IMG_20140615_155352[2][1] Small map of the Dairen Gap. The Gap is a missing section of roads between Panama and Colombia (really the only missing section between Alaska and Argentina), about 100miles long on the Panama side and 60miles long in Colombia. Home to messy swamps, mountains, and numerous guerilla forces. The last reported crossing by bike was Ian Hibell in the 70s, and various people have walked through between then and now, but the guerilla forces have also become much more prevalent since then. I’m a little skeptical about the claim of no roads- even muddy singletrack trails would be passable on bike- but the unanimous opinion is that the paramilitary forces are very dangerous. So I took a boat around, of which there are many.

IMG_20140614_183501[1] The two main options for boats are to take a swanky 10-20 person yacht on a 4-5 day cruise through the San Blas islands, stopping and swimming and enjoying yourself along the way, or to take a series of speedboats down the coastline for 2 days, visiting a few San Blas islands, but stopping only long enough to pick up passengers and drop off supplies. I took the speedboat option, wanting to get to Colombia sooner. The San Blas islands are home to the Kuna tribes, indigenous people who live in this section of Panama and maintain nearly autonomous control over their lands. Very friendly people, but it’s considered rude to take their picture so not too many photos of this stretch.

IMG_20140614_183514[1] Out at sea.

IMG_20140614_183609[1] Looking back at shore.

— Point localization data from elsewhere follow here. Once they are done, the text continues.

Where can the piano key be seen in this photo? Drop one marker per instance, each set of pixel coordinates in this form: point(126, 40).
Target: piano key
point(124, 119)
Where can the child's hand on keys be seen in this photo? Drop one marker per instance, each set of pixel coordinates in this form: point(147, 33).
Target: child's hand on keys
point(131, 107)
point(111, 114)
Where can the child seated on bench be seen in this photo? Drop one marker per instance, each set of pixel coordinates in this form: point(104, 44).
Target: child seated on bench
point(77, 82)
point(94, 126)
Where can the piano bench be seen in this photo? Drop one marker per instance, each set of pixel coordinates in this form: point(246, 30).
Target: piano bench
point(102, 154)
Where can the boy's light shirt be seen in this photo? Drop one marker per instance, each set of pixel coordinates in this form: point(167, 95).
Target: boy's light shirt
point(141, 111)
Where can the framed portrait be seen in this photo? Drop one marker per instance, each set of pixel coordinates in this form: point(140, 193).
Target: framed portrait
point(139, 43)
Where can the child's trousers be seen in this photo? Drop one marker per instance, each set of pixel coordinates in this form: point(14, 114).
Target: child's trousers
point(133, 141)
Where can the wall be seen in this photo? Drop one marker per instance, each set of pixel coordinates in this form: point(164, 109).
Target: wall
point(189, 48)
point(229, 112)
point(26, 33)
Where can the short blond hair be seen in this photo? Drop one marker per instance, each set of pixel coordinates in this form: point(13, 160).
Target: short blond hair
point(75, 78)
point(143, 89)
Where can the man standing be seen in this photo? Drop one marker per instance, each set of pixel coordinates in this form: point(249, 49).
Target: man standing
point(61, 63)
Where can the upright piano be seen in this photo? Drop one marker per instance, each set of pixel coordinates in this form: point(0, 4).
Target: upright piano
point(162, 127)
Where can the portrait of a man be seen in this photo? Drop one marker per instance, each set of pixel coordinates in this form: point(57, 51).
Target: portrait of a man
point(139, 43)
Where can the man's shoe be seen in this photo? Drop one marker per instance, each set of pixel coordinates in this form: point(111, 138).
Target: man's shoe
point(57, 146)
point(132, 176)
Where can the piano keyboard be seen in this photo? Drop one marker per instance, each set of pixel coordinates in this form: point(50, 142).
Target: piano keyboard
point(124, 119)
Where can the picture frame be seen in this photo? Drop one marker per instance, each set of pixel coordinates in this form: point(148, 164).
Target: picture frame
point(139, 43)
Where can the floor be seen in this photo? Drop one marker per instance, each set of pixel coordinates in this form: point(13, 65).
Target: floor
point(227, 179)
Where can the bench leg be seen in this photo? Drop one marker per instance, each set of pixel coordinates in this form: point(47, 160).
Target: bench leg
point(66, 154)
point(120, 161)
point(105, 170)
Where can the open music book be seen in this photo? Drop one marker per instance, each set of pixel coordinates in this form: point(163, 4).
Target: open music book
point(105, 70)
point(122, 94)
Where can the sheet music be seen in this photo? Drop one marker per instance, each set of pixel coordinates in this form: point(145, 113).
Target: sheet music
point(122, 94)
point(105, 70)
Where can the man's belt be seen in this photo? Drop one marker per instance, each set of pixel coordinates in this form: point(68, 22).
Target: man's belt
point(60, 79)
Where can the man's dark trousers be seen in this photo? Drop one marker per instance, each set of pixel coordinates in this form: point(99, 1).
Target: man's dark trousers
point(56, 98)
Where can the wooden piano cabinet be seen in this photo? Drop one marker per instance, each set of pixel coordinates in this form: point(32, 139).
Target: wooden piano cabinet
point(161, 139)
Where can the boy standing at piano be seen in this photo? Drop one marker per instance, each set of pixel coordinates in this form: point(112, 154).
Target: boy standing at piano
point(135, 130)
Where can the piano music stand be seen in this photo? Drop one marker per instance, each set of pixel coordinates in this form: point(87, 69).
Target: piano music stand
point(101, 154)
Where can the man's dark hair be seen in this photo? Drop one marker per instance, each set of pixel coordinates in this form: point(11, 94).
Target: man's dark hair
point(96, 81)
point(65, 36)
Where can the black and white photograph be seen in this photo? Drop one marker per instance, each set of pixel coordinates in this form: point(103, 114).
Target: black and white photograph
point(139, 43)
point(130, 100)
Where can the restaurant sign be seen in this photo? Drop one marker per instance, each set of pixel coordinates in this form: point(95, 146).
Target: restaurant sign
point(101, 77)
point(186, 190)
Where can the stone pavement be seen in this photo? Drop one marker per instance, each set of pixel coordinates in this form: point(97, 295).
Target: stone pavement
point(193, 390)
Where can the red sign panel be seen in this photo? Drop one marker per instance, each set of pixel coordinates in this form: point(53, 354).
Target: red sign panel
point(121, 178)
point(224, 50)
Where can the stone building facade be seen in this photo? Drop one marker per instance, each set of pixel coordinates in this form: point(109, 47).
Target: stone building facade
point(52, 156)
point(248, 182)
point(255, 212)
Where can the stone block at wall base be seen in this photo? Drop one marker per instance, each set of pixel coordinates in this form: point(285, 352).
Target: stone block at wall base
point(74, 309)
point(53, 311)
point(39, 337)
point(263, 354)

IMG_20140614_183811[1] We had two huge drums of gas to get from Carti to Carpurgana. We refueled at 5hrs in. The guy running the boat turns on the engines full power as soon as he’s away from the islands and doesn’t stop. When going to a storm, plastic tarps and handed out and everyone huddles under these. Our crossing ended up being pretty fast at only 7hrs from Carti to Puerto Ovaldia (exit point of Panama); others reported it taking 9-12hrs.

IMG_7333[1] Colombian coastline! You’ve arrived when you pass that big rock in the middle of the water.

Going by speedboats is a faster trip, but rough, especially for bikes. They go in the front of the boat on top of all the other luggage. The boat guys aren’t the gentlest when they need to take something out of that pile of luggage. Everything gets soaked, over every wave the bike just jumps up and down. You bounce up and down in your seat too, but it’s worse seeing it happen to the bike. Carpurgana is the first port in Colombia and is a world away from Puerto Ovaldia, the port where you stamp out of Panama. Puerto Ovaldia is a town of a few streets with not much going on; Carpurgana is a big tourist destination for Colombians and every other house is a hostel. From Carpurgana, you still need to get to Turbo, the Colombian port you can bike away from, but there’s a daily speedboat to Turbo around 8am. Supposedly you’re allowed 10kg of luggage on the boat to Turbo (weighed via a scale on the dock). In reality, I was charged a fee for the bike and then whatever bags the boat guy could weigh, he did, and then made up an amount based on that. This seems standard procedure. All in all, costs from Panama to Colombia were $150 from Carti to Carpurgana, $40 from Carpurgana to Turbo. Plus $5 for a hostel in Carpurgana. And meals in between. But at $195, far cheaper than the $575 yacht trip. A plane might be still cheaper, and much faster, plus less hard on the bike, but you miss out on the islands completely. Regardless, you’ll get to Colombia, and say hello to South America!